Addio a Carlo Petrini, il visionario che ha cambiato il rapporto tra uomo, cibo e natura

Il fondatore di Slow Food si è spento a 76 anni nella sua Bra. La sua rivoluzione culturale ha trasformato la gastronomia in un atto etico, sociale e ambientale

Il mondo della cultura agroalimentare internazionale perde una delle sue figure più influenti e rivoluzionarie. È morto Carlo Petrini, fondatore di Slow Food e protagonista di una delle più importanti trasformazioni culturali legate al cibo, all’ambiente e alla sostenibilità degli ultimi decenni.

Petrini si è spento nella serata del 21 maggio nella sua casa di Bra, in Piemonte, all’età di 76 anni.
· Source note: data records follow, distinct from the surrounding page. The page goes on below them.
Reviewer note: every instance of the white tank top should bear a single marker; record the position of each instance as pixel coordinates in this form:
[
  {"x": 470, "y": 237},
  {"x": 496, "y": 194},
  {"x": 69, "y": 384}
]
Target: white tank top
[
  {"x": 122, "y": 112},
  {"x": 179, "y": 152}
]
Con lui scompare non soltanto un gastronomo o un sociologo, ma un uomo che ha ridefinito il significato stesso del nutrirsi.

La rivoluzione del “buono, pulito e giusto”

Quando nel 1986 nacque Slow Food, pochi potevano immaginare che quel movimento sarebbe diventato un simbolo mondiale della difesa della biodiversità, delle tradizioni agricole e del diritto a un’alimentazione consapevole.

In un’epoca dominata dalla velocità del consumo e dalla standardizzazione globale, Petrini ebbe il coraggio di proporre una visione radicalmente diversa:
un cibo “buono, pulito e giusto”.

Buono per chi mangia.
Pulito per il pianeta.
Giusto per chi produce.

Una filosofia che ha restituito dignità ai piccoli produttori, ai contadini, agli artigiani del cibo e alle culture gastronomiche locali spesso schiacciate dalla grande industria alimentare.

Terra Madre e la nascita di una coscienza globale

La sua visione non si è fermata all’Italia.

Nel 2004 Petrini diede vita a Terra Madre, una rete internazionale capace di collegare comunità agricole, pescatori, allevatori, cuochi e attivisti provenienti da tutto il mondo.

Nello stesso anno contribuì anche alla nascita dell’Università degli Studi di Scienze Gastronomiche di Pollenzo, il primo ateneo al mondo interamente dedicato alla cultura gastronomica e all’ecologia alimentare.

Molto prima che sostenibilità, filiera corta e biodiversità diventassero parole di moda, Carlo Petrini aveva già intuito che il futuro del pianeta sarebbe passato anche dal rapporto tra uomo, terra e alimentazione.

Un pensiero che andava oltre il cibo

Ridurre Petrini a semplice “guru del cibo” sarebbe profondamente sbagliato.

Il suo pensiero era politico, culturale e persino filosofico. Difendeva il valore della lentezza in una società ossessionata dalla velocità. Criticava il consumismo cieco e la distruzione delle comunità locali. Parlava di relazioni umane, dignità del lavoro e giustizia sociale.

Nel 2017 fu anche tra i promotori delle Comunità Laudato si’, ispirate all’enciclica ecologica di Papa Francesco.

“Chi semina utopia raccoglie realtà”

Tra le sue frasi più celebri ce n’è una che oggi appare quasi come il testamento morale della sua esistenza:

“Chi semina utopia, raccoglie realtà.”

E in effetti Carlo Petrini è riuscito a trasformare un’utopia culturale in un movimento globale capace di influenzare governi, università, chef, produttori e milioni di persone nel mondo.

La sua eredità non sarà soltanto gastronomica.

Resterà soprattutto l’idea che il cibo non sia una semplice merce, ma un elemento centrale della nostra identità, della nostra salute, delle relazioni umane e del futuro stesso del pianeta.